The incidence of OHCA per 100,000 patients increased steadily from 48.2 in 2008 to, 53.8 in 2011, 60.1 in 2014, and 66.7 in 2017, with a 1-year survival rate of 8.2%. Age and sex-adjusted mortality rates showed a decreasing trend. The hazard ratio was 1.0015 in 2009, 0.9865 in 2012, 0.9769 in 2015, and 0.9629 in 2017 (p for trend <0.0001), with coronary artery disease-related OHCA accounting for 59.8% of the total. Subgroups with coronary artery disease-related OHCA were more likely to be older and have a higher prevalence of all related comorbidities, excluding malignancy, than those with non-coronary artery disease-related OHCA.

Conclusions

This nationwide population-based study showed that the incidence of OHCA in Korea had increased during the last decade. The post OHCA 1-year mortality rate showed a poor outcome but improved gradually.

INTRODUCTION

Out-of-hospital cardiac arrest (OHCA) is a leading cause of global mortality.1) Despite rapidly evolving medical care systems for patients with myocardial infarction and stroke, the consequences of OHCA are devastating. The post OHCA survival rate remains under 10%, and often leaves neurological sequelae.2)3)4)5) Its unpredictable occurrence in young people without comorbidities poses a burden to public health as well as their families.
To develop effective interventions for reducing the public health burden, numerous studies have attempted to accurately estimate the number of OHCAs. The most recent studies to investigate OHCAs used multicenter, registry-based data from the European Registry of Cardiac Arrests, Cardiac Arrest Registry to Enhance Survival, Resuscitation Outcomes Consortium Epistry in North America, All-Japan Utstein Registry, and Pan-Asian Resuscitation Outcomes Registry (PAROS), but their reported OHCA incidence rates showed wide disparities—ranging from 40–84 per 100,000 people-owing to regional variations, research time, and inconsistent OHCA definitions.6)7)8)9)10)
The exact OHCA burden is not known since there are numerous episodes which have not been reported in registry studies. Registration can only be performed in hospitals, where voluntary registration by an active physician is possible, but since it was performed by various centers, there could have been errors or selection bias during data collection. In addition, identifying the cause of arrest in those who died was difficult, and follow-up for survivors was often inadequately. To overcome these limitations of registry studies, validation through other research methods is required. We aimed to evaluate the epidemiologic features and outcomes of non-traumatic OHCA on the basis of nationwide population-based data from Korean National Health Insurance System (K-NHIS).

METHODS

Ethical statement

Our study protocol was approved by the K-NHIS and the Korea University Anam Hospital Institutional Review Board (Approval number: 2015AN0362), who waived the requirement of obtaining informed consent since the data were fully anonymized and de-identified.

Data source

This study was conducted using the K-NHIS database. K-NHIS—the sole medical insurer in the Republic of Korea—is managed by the Korean government. While 97% Koreans are the K-NHIS subscribers (~50 million people), the remainder are medical aid subjects. The K-NHIS database includes demographic information, medical claims data, pharmacy dispensing claims, mortality data, and disease diagnoses, as defined by the International Classification of Diseases, 10th Revision (ICD-10). By obtaining participants' disease and medical treatment codes, we were able to retrieve diagnoses related to cardiac arrest. Since ICD-10 codes are classified as primary and secondary diagnoses, the main disease identified by the clinician who actually managed the patients was considered as the primary diagnosis.

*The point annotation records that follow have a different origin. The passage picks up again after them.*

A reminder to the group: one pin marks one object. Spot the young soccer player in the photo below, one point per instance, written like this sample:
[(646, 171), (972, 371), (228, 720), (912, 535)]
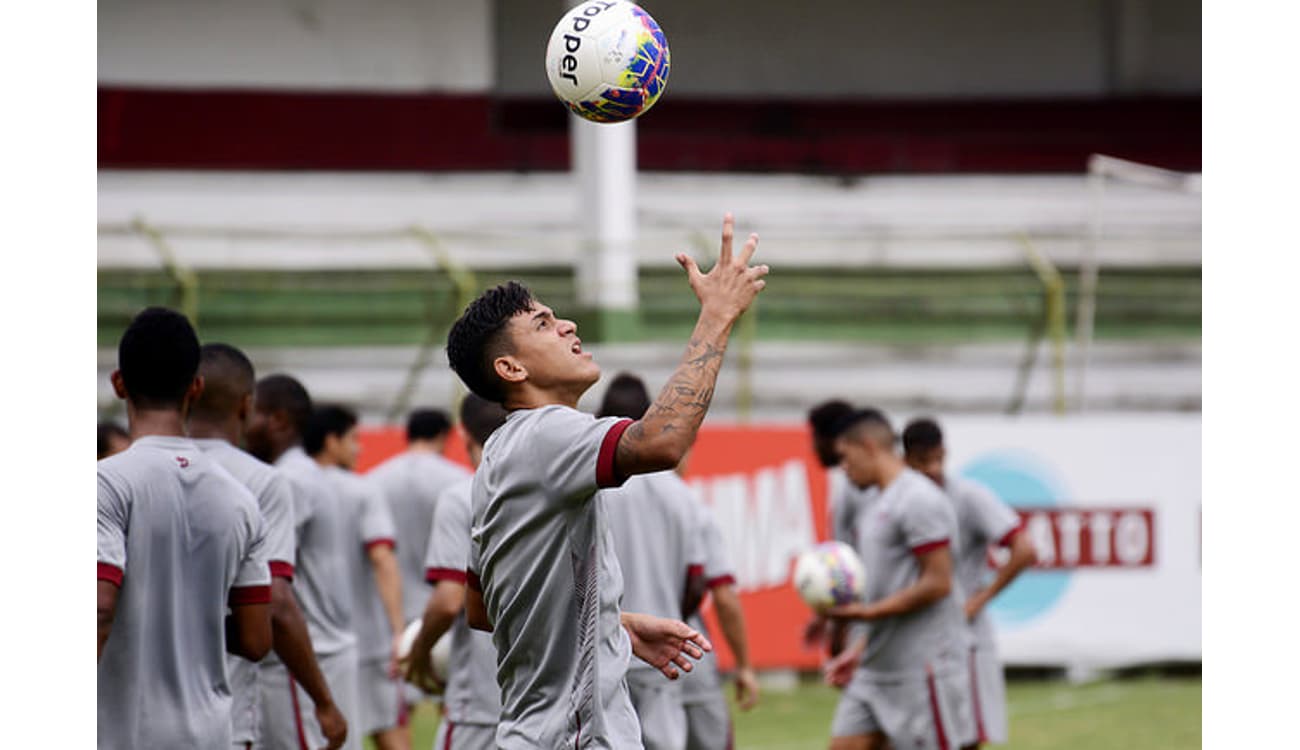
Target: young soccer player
[(376, 584), (325, 537), (471, 698), (178, 542), (909, 684), (653, 523), (217, 425), (982, 521), (541, 572)]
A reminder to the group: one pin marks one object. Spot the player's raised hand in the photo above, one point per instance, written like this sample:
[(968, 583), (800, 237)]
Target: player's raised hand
[(666, 645), (728, 289)]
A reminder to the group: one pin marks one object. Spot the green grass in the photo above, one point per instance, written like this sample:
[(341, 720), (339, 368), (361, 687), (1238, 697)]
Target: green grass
[(1142, 714)]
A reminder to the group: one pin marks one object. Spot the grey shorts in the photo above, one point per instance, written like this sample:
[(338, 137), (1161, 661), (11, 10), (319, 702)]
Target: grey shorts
[(709, 724), (930, 711), (658, 703), (453, 736), (381, 705)]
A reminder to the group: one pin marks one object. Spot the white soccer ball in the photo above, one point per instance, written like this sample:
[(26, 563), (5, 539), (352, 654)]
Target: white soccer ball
[(440, 654), (830, 573), (607, 60)]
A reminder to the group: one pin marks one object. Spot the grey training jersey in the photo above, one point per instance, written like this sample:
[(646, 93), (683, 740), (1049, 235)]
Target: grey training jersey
[(183, 540), (325, 537), (983, 520), (651, 520), (471, 696), (276, 503), (371, 524), (412, 484), (703, 681), (550, 581), (911, 516)]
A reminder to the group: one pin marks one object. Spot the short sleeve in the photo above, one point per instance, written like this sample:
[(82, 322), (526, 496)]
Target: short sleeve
[(277, 515), (575, 451), (252, 579), (996, 521), (926, 521), (376, 519), (112, 521), (447, 555)]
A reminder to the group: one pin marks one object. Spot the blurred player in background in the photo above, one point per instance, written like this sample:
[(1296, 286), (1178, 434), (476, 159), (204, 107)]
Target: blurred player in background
[(112, 439), (471, 698), (709, 725), (910, 681), (541, 571), (217, 424), (982, 521), (325, 536), (651, 520), (167, 572), (372, 568)]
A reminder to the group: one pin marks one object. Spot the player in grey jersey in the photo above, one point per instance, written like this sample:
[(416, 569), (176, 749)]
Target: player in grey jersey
[(324, 534), (178, 542), (541, 572), (983, 521), (653, 523), (910, 677), (217, 424), (373, 579), (471, 698)]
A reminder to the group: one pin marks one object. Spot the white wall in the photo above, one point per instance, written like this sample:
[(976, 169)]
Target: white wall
[(324, 44)]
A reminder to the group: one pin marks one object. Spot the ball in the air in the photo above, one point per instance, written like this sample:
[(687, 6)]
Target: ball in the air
[(607, 60), (830, 573)]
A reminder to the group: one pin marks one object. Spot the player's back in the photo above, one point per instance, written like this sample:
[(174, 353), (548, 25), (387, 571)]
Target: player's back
[(185, 537), (412, 482), (324, 536)]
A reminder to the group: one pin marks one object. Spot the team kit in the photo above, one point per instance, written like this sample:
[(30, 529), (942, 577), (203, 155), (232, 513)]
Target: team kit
[(256, 592)]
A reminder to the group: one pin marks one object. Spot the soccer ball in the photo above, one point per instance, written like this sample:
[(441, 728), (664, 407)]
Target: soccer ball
[(828, 575), (607, 60), (440, 655)]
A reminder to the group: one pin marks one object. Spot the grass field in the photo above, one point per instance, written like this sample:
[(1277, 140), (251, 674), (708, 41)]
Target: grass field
[(1138, 714)]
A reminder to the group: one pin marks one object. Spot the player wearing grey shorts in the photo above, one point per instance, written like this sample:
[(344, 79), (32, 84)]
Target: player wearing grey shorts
[(983, 521), (541, 572), (909, 679)]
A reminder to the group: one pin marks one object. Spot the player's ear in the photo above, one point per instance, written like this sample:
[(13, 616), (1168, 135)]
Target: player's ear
[(510, 369), (118, 384)]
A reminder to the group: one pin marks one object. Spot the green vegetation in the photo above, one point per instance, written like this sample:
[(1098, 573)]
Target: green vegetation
[(1145, 714)]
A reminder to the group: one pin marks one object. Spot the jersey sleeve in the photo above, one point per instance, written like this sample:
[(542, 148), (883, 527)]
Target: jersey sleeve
[(376, 519), (112, 521), (277, 515), (449, 540), (575, 452), (997, 523), (926, 521), (252, 579)]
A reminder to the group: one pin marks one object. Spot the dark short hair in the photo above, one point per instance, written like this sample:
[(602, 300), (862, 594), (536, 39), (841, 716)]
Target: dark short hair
[(922, 434), (826, 417), (157, 356), (627, 397), (481, 417), (281, 391), (427, 424), (326, 420), (107, 430), (479, 337), (863, 423), (228, 377)]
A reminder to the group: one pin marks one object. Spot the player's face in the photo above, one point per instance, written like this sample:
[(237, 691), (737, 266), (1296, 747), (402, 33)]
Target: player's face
[(930, 463), (549, 349)]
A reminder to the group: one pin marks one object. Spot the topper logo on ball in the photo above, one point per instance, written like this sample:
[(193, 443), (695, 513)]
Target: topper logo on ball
[(568, 64)]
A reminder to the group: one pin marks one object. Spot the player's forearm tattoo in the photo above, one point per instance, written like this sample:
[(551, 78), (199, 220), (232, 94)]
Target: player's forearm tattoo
[(681, 404)]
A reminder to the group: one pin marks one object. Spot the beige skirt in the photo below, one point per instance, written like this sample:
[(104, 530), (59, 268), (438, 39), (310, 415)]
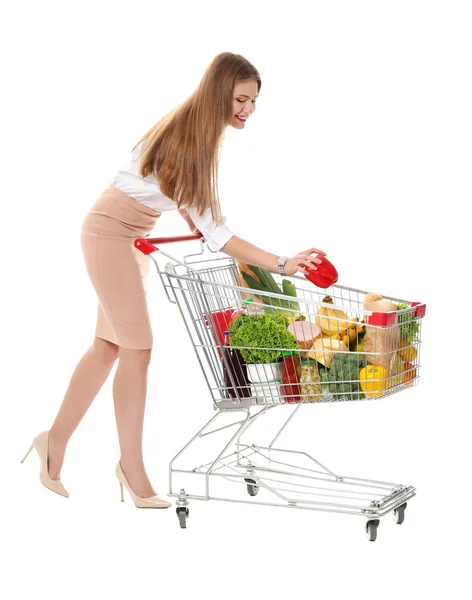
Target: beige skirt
[(118, 270)]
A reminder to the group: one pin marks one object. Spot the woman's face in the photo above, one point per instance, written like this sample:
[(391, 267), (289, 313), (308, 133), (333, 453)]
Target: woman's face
[(244, 102)]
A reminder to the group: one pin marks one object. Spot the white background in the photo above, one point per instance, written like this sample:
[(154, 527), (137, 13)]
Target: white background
[(360, 146)]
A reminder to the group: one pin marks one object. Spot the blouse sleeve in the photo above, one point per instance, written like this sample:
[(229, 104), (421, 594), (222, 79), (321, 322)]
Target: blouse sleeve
[(215, 235)]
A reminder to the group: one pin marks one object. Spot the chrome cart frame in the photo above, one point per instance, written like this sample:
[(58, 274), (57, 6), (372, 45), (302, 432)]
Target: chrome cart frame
[(202, 286)]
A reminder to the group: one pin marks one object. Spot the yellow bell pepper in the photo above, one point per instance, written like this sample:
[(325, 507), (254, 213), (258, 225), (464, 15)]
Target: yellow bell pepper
[(373, 379)]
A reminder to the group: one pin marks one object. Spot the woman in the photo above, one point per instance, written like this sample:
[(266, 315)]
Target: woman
[(173, 166)]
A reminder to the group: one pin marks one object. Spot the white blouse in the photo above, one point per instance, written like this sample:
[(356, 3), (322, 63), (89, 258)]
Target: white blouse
[(146, 190)]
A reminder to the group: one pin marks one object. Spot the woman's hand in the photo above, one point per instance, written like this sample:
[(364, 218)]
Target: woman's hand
[(302, 260), (184, 213)]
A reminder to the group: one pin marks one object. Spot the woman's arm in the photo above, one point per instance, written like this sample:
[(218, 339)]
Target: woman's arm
[(248, 253)]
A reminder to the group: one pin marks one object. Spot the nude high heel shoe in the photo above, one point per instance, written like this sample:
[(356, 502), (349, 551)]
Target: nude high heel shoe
[(152, 502), (41, 444)]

Study population and definitions

Our study comprised of data from 2008 to 2017, and included those afflicted by OHCA during this period. In Korea, all OHCA patients are first transported to a hospital's emergency room (ER) by its emergency medical services (EMS) system. Those with cardiac arrest codes (I46.0, I46.1, I46.9, I49.0, R95.0, R96.0, and R96.1) or who had undergone cardiopulmonary resuscitation (CPR) in ERs of nationwide hospitals were enrolled as subjects (Supplementary Table 1). Cardiac arrest or CPR codes assigned in other departments of the hospital were excluded since these were considered as in-hospital cardiac arrest. Those, whose primary diagnosis codes in ER comprised of respiratory arrest (R09.0), gastrointestinal bleeding (K25–29 or K92), cerebral hemorrhage (I60–I62), cerebral infarction (I63–64), septic shock (A40–A41), injury by trauma (S00–S99), and accidents including asphyxiation, anaphylaxis drowning, poisoning, traffic accident, falls, burns, and suicides (T00–T98) were excluded, and classified as having non-cardiac origin arrest. The cause of arrest in those who had died was double-checked by analyzing their death certificates since the main diagnosis related to death needs to be entered in death certificates after the clinician's evaluation during admission or autopsy. The cause of arrest among survivors was analyzed by reviewing their disease, procedures, and surgery codes for the six months following the arrest.
For the validation of the OHCA definition, we screened 215 patients at Korea University Guro Hospital from October 2015 to August 2018 by the aforementioned codes in this research. Among them, 69 patients were excluded as per the non-cardiac origin exclusion criteria. The positive predictive value was 84.9% because the actual OHCAs were 124 cases. Patients' survival discharge rate was 32%.
OHCA caused by coronary artery disease (CAD) was defined based on the myocardial infarction code and a history of coronary intervention or surgical bypass, anytime during the patients' lifetime (Supplementary Table 2). Subjects who were not assigned any CAD codes were categorized as the non-CAD subgroup.

Statistical analyses

Continuous variables were described as the mean±standard deviations and compared using the Student's t-test. Categorical variables were presented as percentile values and compared with either a χ2 test or Fisher's exact test, as appropriate. The total population with national medical health insurance was used as the denominator to estimate the annual incidence rate of OHCA, which was calculated as the number of events per 100,000 person-years. The one-year survival rate was estimated using Poisson regression models. Hazard ratios (HRs)—which are an estimate of the ratio of hazard rates in the comparative versus the reference group (mortality rate in 2008)—with 95% confidence intervals (CIs) were calculated. All significance tests were two-tailed, and a p value ≤0.05 was considered as statistically significant. All statistical analyses were performed using the SAS software version 9.2 (SAS Institute Inc., Cary, NC, USA).

RESULTS

The 10-year trend of out-of-hospital cardiac arrest incidence in Korea

From January 2008 to December 2017, 387,665 patients were transferred to the ER for resuscitation. A flowchart of the study population's enrollment is presented in Figure 1. Around 295,070 OHCA patients were enrolled, excluding those whose arrest was mainly due to non-cardiac causes. The study population's baseline characteristics—184,025 (62.4%) males, with a mean age of 66.2 years—are summarized in Table 1. More than half of them had hypertension. Figure 2 and Supplementary Table 3 present the number of annual episodes of OHCA and changes in its incidence. The OHCA incidence rate was 48.2 per 100,000 in 2008, but steadily increased to 53.8, 60.1, and 66.7 in 2011, 2014, and 2017, respectively.
Figure 1

Flowchart of the process used to identify out-of-hospital cardiac arrest and -related etiology.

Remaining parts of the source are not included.